White House Press Secretary James Brady was shot in the head, suffering brain damage that continued to affect him until his death in 2014. Secret Service Agent Timothy McCarthy was hit in the abdomen attempting to shield President Reagan, but recovered from the wound. Washington D.C. Police Officer Thomas Delahanty was shot in the neck and fell next to Brady. Delahanty's bullet ricocheted off his spinal cord which caused permanent nerve damage to his left arm, forcing him to retire early.

A number of strange occurrences came about from this incident as well. Then Vice President, George H Bush, was flying over Texas in Air Force Two for an engagement in Fort Worth when he received word of the assassination attempt. Due to the confusion of the incident, he was informed that President Reagan had not been shot and he continued on to his engagement. After it was over, he learned that the president had not only been shot, but might not survive. Hurriedly refueling, Bush took Air Force Two back to Washington D.C., while keeping in contact on the secured phone of the time. Unfortunately, it was later learned that the phone on Air Force Two was not secure (no one knows why) and the conversations could have been picked up by anyone.
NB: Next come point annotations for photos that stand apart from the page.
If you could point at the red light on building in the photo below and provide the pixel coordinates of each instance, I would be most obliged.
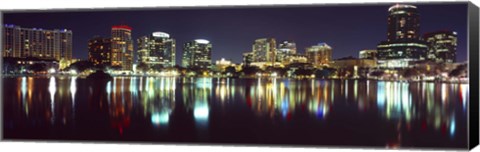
(122, 27)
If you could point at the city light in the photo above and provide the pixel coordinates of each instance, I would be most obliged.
(202, 41)
(51, 70)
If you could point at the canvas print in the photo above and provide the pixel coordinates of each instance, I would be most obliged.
(389, 75)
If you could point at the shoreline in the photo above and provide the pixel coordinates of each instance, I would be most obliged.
(264, 77)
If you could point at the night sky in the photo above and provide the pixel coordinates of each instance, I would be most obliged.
(232, 30)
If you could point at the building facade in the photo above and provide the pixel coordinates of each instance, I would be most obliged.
(264, 50)
(197, 54)
(36, 42)
(286, 49)
(442, 46)
(122, 47)
(157, 49)
(99, 50)
(319, 55)
(367, 54)
(403, 43)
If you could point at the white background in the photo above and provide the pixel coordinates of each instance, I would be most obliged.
(63, 146)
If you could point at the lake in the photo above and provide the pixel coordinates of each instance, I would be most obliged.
(262, 111)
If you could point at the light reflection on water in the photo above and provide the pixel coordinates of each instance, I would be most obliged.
(156, 99)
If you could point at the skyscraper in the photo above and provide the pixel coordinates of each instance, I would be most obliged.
(403, 22)
(319, 55)
(36, 42)
(286, 49)
(442, 46)
(368, 54)
(197, 54)
(99, 50)
(122, 47)
(264, 50)
(157, 49)
(403, 43)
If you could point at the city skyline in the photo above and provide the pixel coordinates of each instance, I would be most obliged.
(233, 34)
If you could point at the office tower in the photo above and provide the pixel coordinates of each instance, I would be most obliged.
(36, 42)
(247, 58)
(368, 54)
(99, 50)
(403, 43)
(122, 47)
(319, 55)
(264, 50)
(286, 49)
(442, 46)
(197, 54)
(157, 49)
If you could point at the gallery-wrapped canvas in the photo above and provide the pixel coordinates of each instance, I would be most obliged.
(386, 75)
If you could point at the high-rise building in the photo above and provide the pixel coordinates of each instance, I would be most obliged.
(368, 54)
(264, 50)
(442, 46)
(157, 49)
(319, 55)
(403, 43)
(99, 50)
(36, 42)
(197, 54)
(247, 59)
(286, 49)
(403, 22)
(122, 47)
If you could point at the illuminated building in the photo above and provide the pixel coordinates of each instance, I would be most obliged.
(197, 54)
(442, 46)
(122, 47)
(99, 50)
(36, 42)
(247, 58)
(319, 55)
(221, 65)
(403, 44)
(157, 49)
(286, 49)
(352, 62)
(295, 58)
(368, 54)
(356, 67)
(264, 50)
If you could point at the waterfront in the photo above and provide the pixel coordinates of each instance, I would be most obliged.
(241, 111)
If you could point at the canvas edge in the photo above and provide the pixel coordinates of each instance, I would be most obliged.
(473, 59)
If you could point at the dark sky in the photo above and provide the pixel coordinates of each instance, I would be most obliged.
(347, 28)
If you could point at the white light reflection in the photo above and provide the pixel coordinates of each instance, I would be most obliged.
(464, 91)
(52, 88)
(24, 88)
(161, 118)
(381, 95)
(73, 89)
(201, 112)
(452, 127)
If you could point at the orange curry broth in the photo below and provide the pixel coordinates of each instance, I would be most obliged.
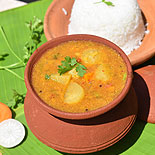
(97, 92)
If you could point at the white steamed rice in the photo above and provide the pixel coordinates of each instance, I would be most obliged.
(121, 23)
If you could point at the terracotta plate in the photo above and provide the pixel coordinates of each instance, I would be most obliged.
(144, 84)
(56, 24)
(82, 136)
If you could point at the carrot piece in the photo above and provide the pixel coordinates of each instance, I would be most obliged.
(88, 76)
(5, 112)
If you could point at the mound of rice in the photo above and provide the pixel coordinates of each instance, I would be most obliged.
(121, 23)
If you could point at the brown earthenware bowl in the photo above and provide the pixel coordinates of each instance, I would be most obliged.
(56, 25)
(54, 42)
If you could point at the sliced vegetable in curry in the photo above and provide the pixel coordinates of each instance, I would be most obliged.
(79, 76)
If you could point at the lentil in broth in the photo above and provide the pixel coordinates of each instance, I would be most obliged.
(103, 81)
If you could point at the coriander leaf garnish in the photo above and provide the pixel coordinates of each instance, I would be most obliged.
(106, 2)
(68, 64)
(81, 70)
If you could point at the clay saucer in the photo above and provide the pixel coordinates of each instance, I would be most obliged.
(144, 84)
(56, 24)
(81, 136)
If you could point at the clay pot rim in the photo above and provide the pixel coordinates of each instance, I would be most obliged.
(137, 56)
(85, 115)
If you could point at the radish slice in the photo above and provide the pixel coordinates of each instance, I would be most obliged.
(12, 132)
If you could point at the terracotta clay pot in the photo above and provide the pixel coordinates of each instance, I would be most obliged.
(81, 136)
(52, 43)
(56, 25)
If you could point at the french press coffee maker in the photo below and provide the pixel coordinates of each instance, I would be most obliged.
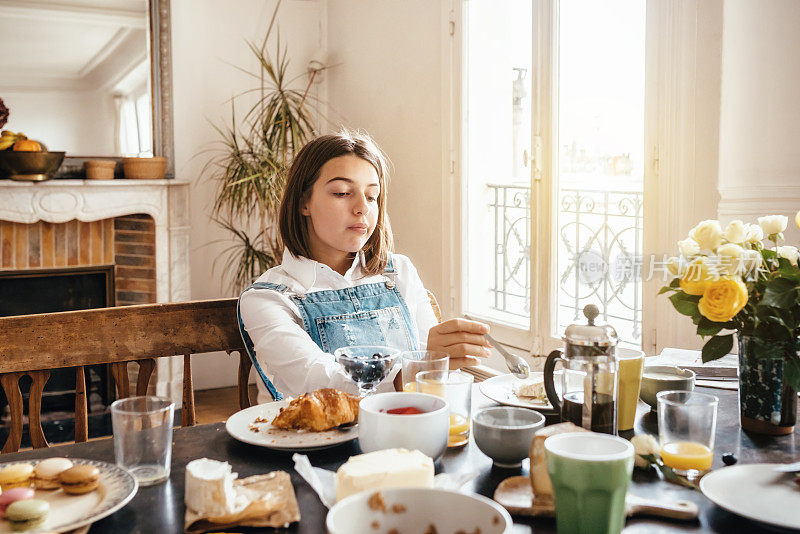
(589, 376)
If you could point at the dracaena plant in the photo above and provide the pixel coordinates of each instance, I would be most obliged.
(255, 154)
(741, 279)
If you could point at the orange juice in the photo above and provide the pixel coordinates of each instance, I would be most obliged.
(686, 455)
(459, 430)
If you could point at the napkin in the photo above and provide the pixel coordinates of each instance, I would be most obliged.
(323, 481)
(270, 502)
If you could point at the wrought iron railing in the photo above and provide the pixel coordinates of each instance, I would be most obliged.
(599, 252)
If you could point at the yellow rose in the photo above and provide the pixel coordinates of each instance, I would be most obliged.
(723, 299)
(695, 277)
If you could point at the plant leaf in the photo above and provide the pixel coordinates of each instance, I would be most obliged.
(709, 328)
(685, 304)
(717, 347)
(781, 293)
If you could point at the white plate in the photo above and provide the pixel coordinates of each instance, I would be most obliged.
(67, 512)
(501, 389)
(240, 426)
(756, 492)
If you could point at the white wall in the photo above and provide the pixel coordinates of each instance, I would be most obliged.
(80, 123)
(208, 43)
(387, 80)
(759, 164)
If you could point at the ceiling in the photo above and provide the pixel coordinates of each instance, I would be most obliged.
(70, 44)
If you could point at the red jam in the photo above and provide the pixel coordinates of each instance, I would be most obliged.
(405, 410)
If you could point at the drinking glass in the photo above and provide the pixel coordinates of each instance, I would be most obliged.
(456, 388)
(366, 365)
(687, 421)
(629, 382)
(416, 361)
(143, 437)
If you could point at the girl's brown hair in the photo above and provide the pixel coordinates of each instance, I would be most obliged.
(304, 173)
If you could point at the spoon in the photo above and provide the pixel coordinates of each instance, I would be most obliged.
(518, 367)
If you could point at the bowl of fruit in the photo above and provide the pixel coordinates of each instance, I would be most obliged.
(25, 159)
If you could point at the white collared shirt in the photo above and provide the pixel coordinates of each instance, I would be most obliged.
(285, 351)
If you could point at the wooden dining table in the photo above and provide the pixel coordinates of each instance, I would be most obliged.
(160, 509)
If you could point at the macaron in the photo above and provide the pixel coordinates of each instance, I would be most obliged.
(16, 476)
(80, 479)
(28, 514)
(13, 495)
(46, 474)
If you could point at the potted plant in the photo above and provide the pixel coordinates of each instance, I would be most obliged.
(250, 167)
(743, 280)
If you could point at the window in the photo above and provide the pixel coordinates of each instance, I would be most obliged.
(553, 165)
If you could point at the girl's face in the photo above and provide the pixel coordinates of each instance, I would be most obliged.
(342, 210)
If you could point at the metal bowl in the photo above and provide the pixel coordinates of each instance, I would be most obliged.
(29, 166)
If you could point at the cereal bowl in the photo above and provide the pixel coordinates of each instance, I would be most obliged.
(417, 510)
(505, 433)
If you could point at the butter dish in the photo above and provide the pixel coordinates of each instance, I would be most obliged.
(215, 499)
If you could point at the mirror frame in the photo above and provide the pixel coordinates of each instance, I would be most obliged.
(160, 46)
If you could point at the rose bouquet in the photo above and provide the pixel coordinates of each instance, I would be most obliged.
(743, 279)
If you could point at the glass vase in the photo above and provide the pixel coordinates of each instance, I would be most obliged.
(767, 404)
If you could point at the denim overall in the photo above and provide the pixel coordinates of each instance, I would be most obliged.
(369, 314)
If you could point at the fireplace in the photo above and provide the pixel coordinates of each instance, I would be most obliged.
(139, 226)
(30, 291)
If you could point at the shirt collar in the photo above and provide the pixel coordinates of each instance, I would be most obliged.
(304, 270)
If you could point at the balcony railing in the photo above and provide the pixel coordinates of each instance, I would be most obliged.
(599, 251)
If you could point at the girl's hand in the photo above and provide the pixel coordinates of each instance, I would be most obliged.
(462, 339)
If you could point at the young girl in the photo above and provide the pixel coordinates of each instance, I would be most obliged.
(339, 284)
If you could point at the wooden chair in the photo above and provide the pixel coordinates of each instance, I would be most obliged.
(34, 344)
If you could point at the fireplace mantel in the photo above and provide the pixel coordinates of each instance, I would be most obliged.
(166, 201)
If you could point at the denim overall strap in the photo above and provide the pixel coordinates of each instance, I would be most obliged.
(248, 343)
(367, 314)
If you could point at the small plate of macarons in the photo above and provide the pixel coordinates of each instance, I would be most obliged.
(59, 494)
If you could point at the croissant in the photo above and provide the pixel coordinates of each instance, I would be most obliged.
(319, 410)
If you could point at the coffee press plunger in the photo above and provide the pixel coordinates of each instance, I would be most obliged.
(589, 376)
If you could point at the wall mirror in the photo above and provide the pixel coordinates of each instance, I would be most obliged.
(90, 77)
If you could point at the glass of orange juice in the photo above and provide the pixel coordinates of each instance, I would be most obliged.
(687, 421)
(456, 388)
(416, 361)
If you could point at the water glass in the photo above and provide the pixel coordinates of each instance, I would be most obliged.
(416, 361)
(366, 365)
(456, 388)
(143, 437)
(687, 421)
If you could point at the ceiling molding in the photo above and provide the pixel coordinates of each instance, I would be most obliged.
(72, 13)
(109, 48)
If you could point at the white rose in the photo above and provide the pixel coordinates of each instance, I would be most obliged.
(675, 266)
(730, 255)
(689, 248)
(751, 260)
(708, 234)
(790, 253)
(753, 233)
(644, 444)
(734, 232)
(773, 224)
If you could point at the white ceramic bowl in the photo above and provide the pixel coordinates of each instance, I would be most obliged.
(448, 511)
(426, 432)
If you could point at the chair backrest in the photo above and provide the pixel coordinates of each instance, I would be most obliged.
(34, 344)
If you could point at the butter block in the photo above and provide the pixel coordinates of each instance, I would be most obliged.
(209, 487)
(540, 480)
(530, 388)
(389, 468)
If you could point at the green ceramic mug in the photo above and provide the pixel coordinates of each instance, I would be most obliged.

Sending a note (which supposedly stated, "Get off the stage.') to the assistant press secretary who was informing the press of what happened, Secretary of State Alexander Haig took over the podium, stating to the press "I am in control here." He had erroneously stated that he was third in line for the presidency, when in reality he was fifth. This later caused him to backtrack to say what he meant was the government had control. As it turned out, President Reagan was never relinquished of his position.

Oddly, where the news originally thought Reagan had not been shot, they also erroneously thought James Brady had died. Both errors were corrected in later news.